在spark scala中为udf定义输入参数
define input parameters for udf in spark scala
我在 scala 和 spark 工作
我正在定义一个 udf ,这里是
def udfcrpentcd = udf((CORP_ENT_CD:String)=>{
state_name match{
case "IL1" if state_name.contains("IL1")=> "IL1"
case "OK1" if state_name.contains("OK1")=> "OK1"
case "TX1" if state_name.contains("TX1")=> "TX1"
case "NM1" if state_name.contains("NM1")=> "NM1"
case "MT1" if state_name.contains("MT1")=> "MT1"
case _ =>"Null"
}})
val local_masterdb =old_dataframe_temp_masterdbDataFrame.withColumn("new_columna_name_CORP_ENT_CD",udfcrpentcd(old_dataframe_temp_masterdbDataFrame("last_column_of_old_dataframe_DB_STATUS")+1))
local_masterdb.show()
现在,我想重用上面的 udf,
我想让它通用,而不是比较 state_name ,我需要传递一个字符串然后它 returns CRP_ENT_CD ...这就是我想要做的.
这样对吗....
def udfcrpentcd (input_parameter:String) = udf((CORP_ENT_CD:String)=>{
input_parameter match{
case "IL1" if input_parameter.contains("IL1")=> "IL1"

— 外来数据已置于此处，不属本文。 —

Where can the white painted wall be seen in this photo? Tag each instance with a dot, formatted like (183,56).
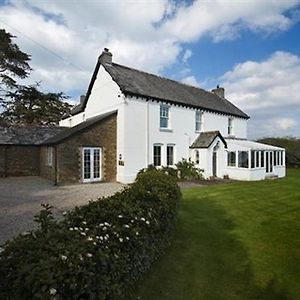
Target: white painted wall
(142,130)
(106,96)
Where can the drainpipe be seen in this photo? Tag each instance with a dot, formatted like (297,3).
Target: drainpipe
(147,135)
(56,165)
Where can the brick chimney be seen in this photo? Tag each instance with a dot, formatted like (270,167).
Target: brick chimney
(106,56)
(219,92)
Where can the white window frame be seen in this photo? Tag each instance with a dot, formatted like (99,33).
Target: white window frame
(153,157)
(198,121)
(50,156)
(92,178)
(164,113)
(173,158)
(230,129)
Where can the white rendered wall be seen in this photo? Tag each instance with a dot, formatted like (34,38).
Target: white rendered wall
(141,131)
(105,96)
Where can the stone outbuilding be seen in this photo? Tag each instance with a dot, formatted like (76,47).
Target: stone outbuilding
(83,153)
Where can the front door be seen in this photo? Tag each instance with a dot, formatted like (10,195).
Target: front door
(91,164)
(214,163)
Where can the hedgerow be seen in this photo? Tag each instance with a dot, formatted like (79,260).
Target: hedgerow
(98,250)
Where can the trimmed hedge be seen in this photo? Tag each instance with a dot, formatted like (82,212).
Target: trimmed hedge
(98,250)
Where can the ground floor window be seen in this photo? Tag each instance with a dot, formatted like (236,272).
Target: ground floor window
(231,159)
(157,155)
(50,156)
(91,164)
(197,157)
(243,160)
(170,155)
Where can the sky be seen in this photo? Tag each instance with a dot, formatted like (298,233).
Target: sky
(250,47)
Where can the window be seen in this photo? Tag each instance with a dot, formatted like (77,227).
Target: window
(164,117)
(199,121)
(231,159)
(230,126)
(170,155)
(257,159)
(50,156)
(243,159)
(197,157)
(157,155)
(252,159)
(262,159)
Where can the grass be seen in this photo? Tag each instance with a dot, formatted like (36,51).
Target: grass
(233,241)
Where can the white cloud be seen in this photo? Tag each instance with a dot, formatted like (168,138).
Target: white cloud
(266,89)
(190,80)
(145,35)
(187,55)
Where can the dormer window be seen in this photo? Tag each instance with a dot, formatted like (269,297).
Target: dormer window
(230,126)
(198,121)
(164,117)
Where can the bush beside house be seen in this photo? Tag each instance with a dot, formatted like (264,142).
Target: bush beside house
(98,250)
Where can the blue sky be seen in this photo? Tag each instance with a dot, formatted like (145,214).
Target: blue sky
(252,48)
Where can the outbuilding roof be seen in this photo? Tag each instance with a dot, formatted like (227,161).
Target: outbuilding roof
(205,139)
(134,82)
(17,135)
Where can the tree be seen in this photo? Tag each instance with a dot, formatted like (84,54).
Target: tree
(13,63)
(29,106)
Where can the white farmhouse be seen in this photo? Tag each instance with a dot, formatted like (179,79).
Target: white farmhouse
(161,121)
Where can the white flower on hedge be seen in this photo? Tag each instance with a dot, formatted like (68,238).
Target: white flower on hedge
(52,291)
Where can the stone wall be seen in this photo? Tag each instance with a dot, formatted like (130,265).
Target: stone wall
(19,160)
(103,135)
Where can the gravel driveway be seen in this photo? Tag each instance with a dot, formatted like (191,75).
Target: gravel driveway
(21,199)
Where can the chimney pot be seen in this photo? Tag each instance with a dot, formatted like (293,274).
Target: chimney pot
(219,91)
(105,57)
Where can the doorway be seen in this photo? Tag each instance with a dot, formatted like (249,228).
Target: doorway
(91,164)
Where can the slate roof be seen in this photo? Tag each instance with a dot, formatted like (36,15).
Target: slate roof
(63,135)
(138,83)
(14,135)
(205,139)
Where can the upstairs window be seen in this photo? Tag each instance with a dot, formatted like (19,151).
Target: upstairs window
(170,155)
(231,159)
(157,155)
(230,126)
(164,117)
(199,121)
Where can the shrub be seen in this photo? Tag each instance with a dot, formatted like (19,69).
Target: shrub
(98,250)
(188,171)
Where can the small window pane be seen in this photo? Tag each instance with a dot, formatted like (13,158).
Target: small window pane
(257,159)
(243,159)
(170,155)
(157,155)
(262,159)
(231,159)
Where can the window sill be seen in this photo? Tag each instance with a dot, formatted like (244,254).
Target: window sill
(165,130)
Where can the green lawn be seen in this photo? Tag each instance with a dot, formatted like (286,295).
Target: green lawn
(233,241)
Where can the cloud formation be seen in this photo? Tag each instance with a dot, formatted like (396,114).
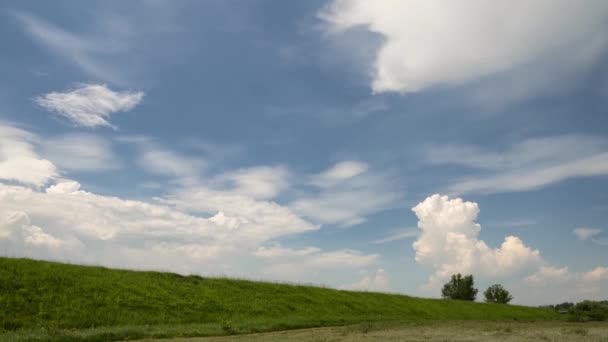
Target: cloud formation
(19,161)
(346,194)
(81,152)
(449,242)
(195,230)
(89,105)
(526,165)
(584,233)
(435,43)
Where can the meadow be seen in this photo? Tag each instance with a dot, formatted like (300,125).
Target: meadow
(48,301)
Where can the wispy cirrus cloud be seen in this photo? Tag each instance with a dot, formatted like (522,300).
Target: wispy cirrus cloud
(584,233)
(83,50)
(81,152)
(346,194)
(89,105)
(526,165)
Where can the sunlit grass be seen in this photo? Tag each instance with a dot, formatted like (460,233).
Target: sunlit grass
(53,301)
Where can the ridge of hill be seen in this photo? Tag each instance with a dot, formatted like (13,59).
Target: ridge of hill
(78,303)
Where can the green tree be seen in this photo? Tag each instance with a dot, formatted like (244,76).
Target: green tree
(460,288)
(497,294)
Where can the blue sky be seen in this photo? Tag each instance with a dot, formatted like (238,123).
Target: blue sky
(291,141)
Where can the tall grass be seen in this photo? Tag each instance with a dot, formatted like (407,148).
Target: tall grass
(52,299)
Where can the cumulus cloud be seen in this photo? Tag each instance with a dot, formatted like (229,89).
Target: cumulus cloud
(435,43)
(90,105)
(584,233)
(182,232)
(449,242)
(19,161)
(81,152)
(347,193)
(379,282)
(526,165)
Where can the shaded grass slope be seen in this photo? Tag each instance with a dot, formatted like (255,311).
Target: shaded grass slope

case "OK1" if input_parameter.contains("OK1")=> "OK1"
case "TX1" if input_parameter.contains("TX1")=> "TX1"
case "NM1" if input_parameter.contains("NM1")=> "NM1"
case "MT1" if input_parameter.contains("MT1")=> "MT1"
case _ =>"Null"
}})
如果这是正确的方式那么如何回调呢?
关于传递参数的任何帮助
这是一个如何将参数传递给 udf 的示例。
val udfcrpentcd_res = udf(udfcrpentcd)
def udfcrpentcd (String => String) = (input_parameter: String) =>{
input_parameter match{
case "IL1" if input_parameter.contains("IL1")=> "IL1"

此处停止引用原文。